Bunun ardından Amerikan Gıda ve İlaç Dairesinden (FDA) Margaret Heckler, "2 yıl içinde test edilmesi için bir aşının geliştirileceğini umuyoruz" dedi.
Benzer vaatler, Hecklerdan sonra da geldi, ancak havada kaldı.
-AİDSİN KÖKENİ-
Afrikadaki bazı maymunların taşıdığı bir virüsün insanlarda rastlanan HIVe çok benzemesi nedeniyle AIDSin kökeni hakkındaki en geçerli görüş, hastalığın Afrika kökenli olduğu.

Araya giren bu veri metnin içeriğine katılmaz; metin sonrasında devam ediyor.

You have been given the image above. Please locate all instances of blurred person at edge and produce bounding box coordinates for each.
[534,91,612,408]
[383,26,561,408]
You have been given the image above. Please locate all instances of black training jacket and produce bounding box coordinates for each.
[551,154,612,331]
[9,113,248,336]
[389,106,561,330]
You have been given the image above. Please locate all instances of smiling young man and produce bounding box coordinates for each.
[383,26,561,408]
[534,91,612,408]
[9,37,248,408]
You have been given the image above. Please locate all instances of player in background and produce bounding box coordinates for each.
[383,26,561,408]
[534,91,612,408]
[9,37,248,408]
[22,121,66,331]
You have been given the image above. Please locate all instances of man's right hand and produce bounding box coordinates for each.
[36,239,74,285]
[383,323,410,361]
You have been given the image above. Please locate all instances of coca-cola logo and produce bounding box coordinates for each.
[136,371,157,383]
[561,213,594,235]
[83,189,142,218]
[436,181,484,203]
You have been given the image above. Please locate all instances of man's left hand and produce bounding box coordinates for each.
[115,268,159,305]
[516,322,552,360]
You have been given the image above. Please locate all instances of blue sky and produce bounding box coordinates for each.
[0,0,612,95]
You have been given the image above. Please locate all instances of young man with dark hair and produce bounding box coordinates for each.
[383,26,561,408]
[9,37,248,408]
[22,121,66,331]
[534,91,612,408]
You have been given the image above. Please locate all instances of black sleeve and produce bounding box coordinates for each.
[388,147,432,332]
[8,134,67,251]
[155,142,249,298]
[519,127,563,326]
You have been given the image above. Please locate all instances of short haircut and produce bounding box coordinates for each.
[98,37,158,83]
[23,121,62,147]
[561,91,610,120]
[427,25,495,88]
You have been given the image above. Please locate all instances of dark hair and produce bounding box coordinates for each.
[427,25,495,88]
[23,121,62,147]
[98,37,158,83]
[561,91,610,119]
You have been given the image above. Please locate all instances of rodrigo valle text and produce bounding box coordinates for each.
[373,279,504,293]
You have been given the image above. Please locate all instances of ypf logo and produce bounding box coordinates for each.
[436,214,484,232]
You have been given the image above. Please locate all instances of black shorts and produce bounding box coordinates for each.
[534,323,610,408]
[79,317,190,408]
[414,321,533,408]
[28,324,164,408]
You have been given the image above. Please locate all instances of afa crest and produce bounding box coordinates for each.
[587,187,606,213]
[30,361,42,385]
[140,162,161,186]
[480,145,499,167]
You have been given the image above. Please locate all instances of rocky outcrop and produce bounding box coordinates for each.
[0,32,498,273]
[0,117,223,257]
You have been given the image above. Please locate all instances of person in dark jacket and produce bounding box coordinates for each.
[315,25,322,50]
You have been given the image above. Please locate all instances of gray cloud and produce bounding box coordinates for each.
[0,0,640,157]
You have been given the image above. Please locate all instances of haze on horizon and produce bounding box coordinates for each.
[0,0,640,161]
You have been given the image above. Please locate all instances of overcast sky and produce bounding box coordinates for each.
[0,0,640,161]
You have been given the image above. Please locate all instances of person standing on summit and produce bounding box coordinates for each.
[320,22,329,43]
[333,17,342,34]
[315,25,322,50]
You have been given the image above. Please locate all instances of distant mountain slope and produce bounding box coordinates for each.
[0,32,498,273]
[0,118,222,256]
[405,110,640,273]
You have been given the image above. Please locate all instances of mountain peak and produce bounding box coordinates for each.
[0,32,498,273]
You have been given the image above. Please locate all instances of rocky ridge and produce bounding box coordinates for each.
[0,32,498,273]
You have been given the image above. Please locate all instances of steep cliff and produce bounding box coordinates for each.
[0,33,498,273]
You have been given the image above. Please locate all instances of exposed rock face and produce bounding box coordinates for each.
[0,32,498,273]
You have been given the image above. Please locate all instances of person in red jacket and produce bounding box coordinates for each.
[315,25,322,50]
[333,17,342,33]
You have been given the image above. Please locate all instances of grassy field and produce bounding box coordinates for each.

Bilimsel tahminler maymunlarda rastlanan virüsün doğal ortamda organizmalar içinde yaşamını sürdürerek, mutasyon geçirdiği ve buradan da insanlara geçtiği üzerinde yoğunlaşıyor.
Bir başka görüş ise virüsün biyolojik silah olarak üretilmek istendiği, fakat sonucun etkisi uzun sürede görüldüğü için araştırmalara devam edilmediği ve laboratuvar dışına çıkarılarak insanlara bulaştırıldığı yönünde.
Yeşil maymunların Afrikanın çoğu bölgesinde yenmesi nedeniyle, virüsün maymunlardan insana iyi pişmemiş etlerden, meydana gelebilecek kesik gibi yaralardan bulaşmış olabileceği de düşünülüyor.
-ARAŞTIRMALAR İÇİN HER YIL BİR MİLYAR DOLAR HARCANIYOR-
ABDnin Harvard Üniversitesinden Bruce Walker, dünyada AİDS araştırmaları için her yıl yaklaşık bir milyar dolar harcandığını, ancak halen 25 milyondan fazla kişinin ölümüne neden olan AİDSe karşı kesin bir aşı bulunamadığını belirtti.
En çok test edilen ve en fazla umut vaat eden aşı ise fiyaskoyla sonuçlandı.
Bu aşının klinik deneylerini Merck laboratuvarıyla birlikte finanse eden ABD Alerji ve Bulaşıcı Hastalıklar Enstitüsü, Eylül 2007de araştırmaya son vereceğini açıkladı. Veriler, bu aşının HİVin bulaşmasını hiçbir şekilde engellemediğini göstermişti.
Kolayca değişime uğrama ve uyum sağlama özelliğine sahip HİVi "yenememenin" nedeninin, bu virüsün diğer virüslerle kıyaslandığında alışılmadık özelliklere sahip olmasından kaynaklandığı belirtiliyor. Sıkıca paketlenmiş bir genetik yapıya ve protein kılıfına sahip HİVe karşı ilaçlar, HİV taşıyan yetişkinlere ve çocuklara veriliyor, ayrıca virüsün anneden çocuğa geçmesini engellemek için kullanılabiliyor.
Yapılan araştırmalar, AİDSin ortaya çıkma süresinin ortalama 6 ila 8 yıl olduğunu ortaya koyuyor.
Şimdiye dek 40 milyona yakın kişinin AİDS hastası olduğu ya da HİV taşıdığı, hastalığın yaklaşık 25 milyon kişinin ölümüne yol açtığı tahmin ediliyor.